Il est donc question désormais de pouvoir et d'autorité contestés, à en lire certains chroniqueurs et intellectuels. Il semble que c'est davantage dans le glissement progressif, le déplacement des formes de pouvoir et d'autorité au sein de chacun de ces quatre éléments (famille, école, médias, numérique) que se situe le problème. Il y a une sorte de décalage progressif des représentations mais aussi des actions. Pour ce qui est de l'informatique, la difficulté à en faire un élément de la culture ordinaire à l'école depuis plus de trente années en est une bonne illustration. Après la télévision que l'on avait laissée à côté de l'école (pour en faire parfois un bouc-émissaire), l'école a simplement oublié le déferlement de l'informatique et tenterait désespérément (?) d'en rattraper les effets. Si cela est constatable au vu des craintes émises par nombre d'enseignant, cela est contestable au vu de pratiques minoritaires, innovantes ou marginales qui elles, ne posent pas de problème. Les enseignants qui ont su resynchroniser l'acte éducatif scolaire avec le vécu éducatif réel réussissent en termes d'autorité et de pouvoir, pour la plupart. Mais resynchroniser ne signifie pas s'affilier, s'assujettir, adopter, généraliser, mais simplement permettre le lien éducatif.

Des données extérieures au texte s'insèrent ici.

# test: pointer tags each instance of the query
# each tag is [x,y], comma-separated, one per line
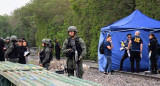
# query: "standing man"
[136,50]
[125,55]
[152,48]
[41,53]
[1,50]
[7,41]
[57,49]
[108,53]
[47,55]
[12,50]
[21,51]
[71,47]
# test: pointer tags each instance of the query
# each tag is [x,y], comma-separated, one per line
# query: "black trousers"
[135,55]
[125,56]
[57,55]
[153,60]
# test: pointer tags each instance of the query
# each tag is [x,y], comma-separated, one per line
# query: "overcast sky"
[8,6]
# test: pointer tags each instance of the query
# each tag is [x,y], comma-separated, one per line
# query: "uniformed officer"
[57,49]
[125,55]
[1,50]
[47,55]
[136,45]
[12,50]
[41,53]
[51,46]
[70,46]
[7,41]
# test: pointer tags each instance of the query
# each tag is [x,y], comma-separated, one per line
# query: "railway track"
[138,75]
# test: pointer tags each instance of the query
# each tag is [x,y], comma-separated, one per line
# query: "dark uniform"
[41,55]
[135,52]
[125,55]
[21,56]
[68,49]
[12,50]
[47,57]
[1,50]
[57,50]
[153,47]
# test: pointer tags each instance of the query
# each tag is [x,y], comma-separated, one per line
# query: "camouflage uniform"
[70,54]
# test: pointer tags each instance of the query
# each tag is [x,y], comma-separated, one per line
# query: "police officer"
[1,50]
[136,45]
[152,48]
[57,49]
[12,50]
[41,53]
[125,55]
[70,45]
[7,41]
[47,55]
[51,46]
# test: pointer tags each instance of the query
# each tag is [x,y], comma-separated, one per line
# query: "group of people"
[133,50]
[73,47]
[46,54]
[13,50]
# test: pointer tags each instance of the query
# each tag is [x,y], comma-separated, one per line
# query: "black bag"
[158,49]
[101,49]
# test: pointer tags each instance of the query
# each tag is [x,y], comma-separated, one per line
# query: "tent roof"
[136,20]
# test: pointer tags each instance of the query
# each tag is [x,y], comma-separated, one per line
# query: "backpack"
[101,49]
[158,49]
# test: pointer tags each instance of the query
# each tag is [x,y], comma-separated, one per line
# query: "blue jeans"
[109,64]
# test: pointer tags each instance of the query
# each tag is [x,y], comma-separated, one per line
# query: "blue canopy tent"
[136,21]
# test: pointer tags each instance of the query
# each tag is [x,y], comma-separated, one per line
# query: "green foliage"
[50,19]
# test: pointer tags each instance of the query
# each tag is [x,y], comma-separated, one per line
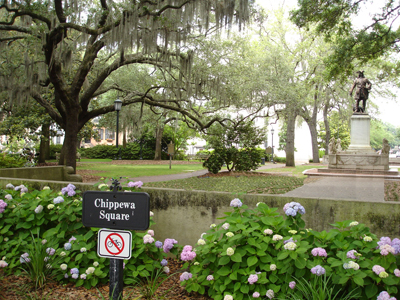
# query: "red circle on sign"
[110,243]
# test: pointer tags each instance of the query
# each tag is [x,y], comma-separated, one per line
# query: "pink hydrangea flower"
[292,284]
[377,269]
[252,278]
[187,253]
[319,252]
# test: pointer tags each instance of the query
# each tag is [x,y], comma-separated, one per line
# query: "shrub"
[258,251]
[59,218]
[11,161]
[279,159]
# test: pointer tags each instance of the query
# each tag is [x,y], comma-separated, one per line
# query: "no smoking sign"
[114,244]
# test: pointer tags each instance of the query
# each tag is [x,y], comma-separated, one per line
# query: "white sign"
[114,244]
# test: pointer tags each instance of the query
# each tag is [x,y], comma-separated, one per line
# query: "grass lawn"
[295,171]
[127,170]
[273,184]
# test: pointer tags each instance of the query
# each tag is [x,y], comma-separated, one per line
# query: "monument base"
[359,161]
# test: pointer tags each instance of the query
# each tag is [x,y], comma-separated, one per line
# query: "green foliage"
[260,241]
[40,263]
[320,288]
[11,161]
[75,245]
[130,152]
[339,128]
[234,146]
[54,149]
[269,184]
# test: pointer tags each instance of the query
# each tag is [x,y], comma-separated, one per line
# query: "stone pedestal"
[360,125]
[359,155]
[361,161]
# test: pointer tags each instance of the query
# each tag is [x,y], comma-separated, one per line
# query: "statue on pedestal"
[385,147]
[338,145]
[363,86]
[332,146]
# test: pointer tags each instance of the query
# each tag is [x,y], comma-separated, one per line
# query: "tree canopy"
[71,49]
[379,36]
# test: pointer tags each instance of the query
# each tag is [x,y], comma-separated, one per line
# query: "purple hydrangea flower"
[187,253]
[319,252]
[169,244]
[385,296]
[136,184]
[252,278]
[24,258]
[352,254]
[2,206]
[58,200]
[292,208]
[185,276]
[236,203]
[69,189]
[50,251]
[164,262]
[318,270]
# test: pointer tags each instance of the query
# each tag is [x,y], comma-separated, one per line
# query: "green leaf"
[251,261]
[224,260]
[282,255]
[358,281]
[244,289]
[236,257]
[224,271]
[371,290]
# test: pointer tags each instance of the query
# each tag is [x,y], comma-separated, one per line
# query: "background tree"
[73,50]
[234,145]
[377,38]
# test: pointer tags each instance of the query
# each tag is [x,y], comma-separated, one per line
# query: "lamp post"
[272,142]
[117,106]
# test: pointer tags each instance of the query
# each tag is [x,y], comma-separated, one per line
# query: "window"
[101,133]
[109,134]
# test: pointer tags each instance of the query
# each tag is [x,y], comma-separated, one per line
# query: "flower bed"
[252,253]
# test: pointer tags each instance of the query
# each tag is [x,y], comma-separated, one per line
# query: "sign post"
[171,152]
[115,210]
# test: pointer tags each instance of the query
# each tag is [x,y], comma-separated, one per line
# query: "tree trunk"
[44,141]
[71,138]
[159,134]
[327,128]
[61,160]
[291,123]
[124,138]
[312,125]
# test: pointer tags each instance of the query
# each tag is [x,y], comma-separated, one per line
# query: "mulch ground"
[20,288]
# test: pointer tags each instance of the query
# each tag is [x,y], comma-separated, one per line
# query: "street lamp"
[272,142]
[118,106]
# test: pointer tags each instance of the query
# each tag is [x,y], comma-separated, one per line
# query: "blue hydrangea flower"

Crise d'autorité ou décalage au monde ?

De ces glissements des pouvoirs et des autorités dans ces espaces, il convient de proposer une mise en lien éducatif. L'enseignant n'est le rival de personne et personne ne rivalise avec l'enseignant. C'est quand on le positionne comme tel qu'il perd son autorité. Il est d'abord le lien, l'alternative, l'autre possible offert aux jeunes. Qu'il utilise ou non le numérique n'est pas le problème principal. Le risque est l'ignorance et l'incompréhension de ce monde devenu progressivement envahi par ces moyens numériques. Une telle méconnaissance entraîne effectivement une possible méfiance et une possible défiance et surtout une absence de lien...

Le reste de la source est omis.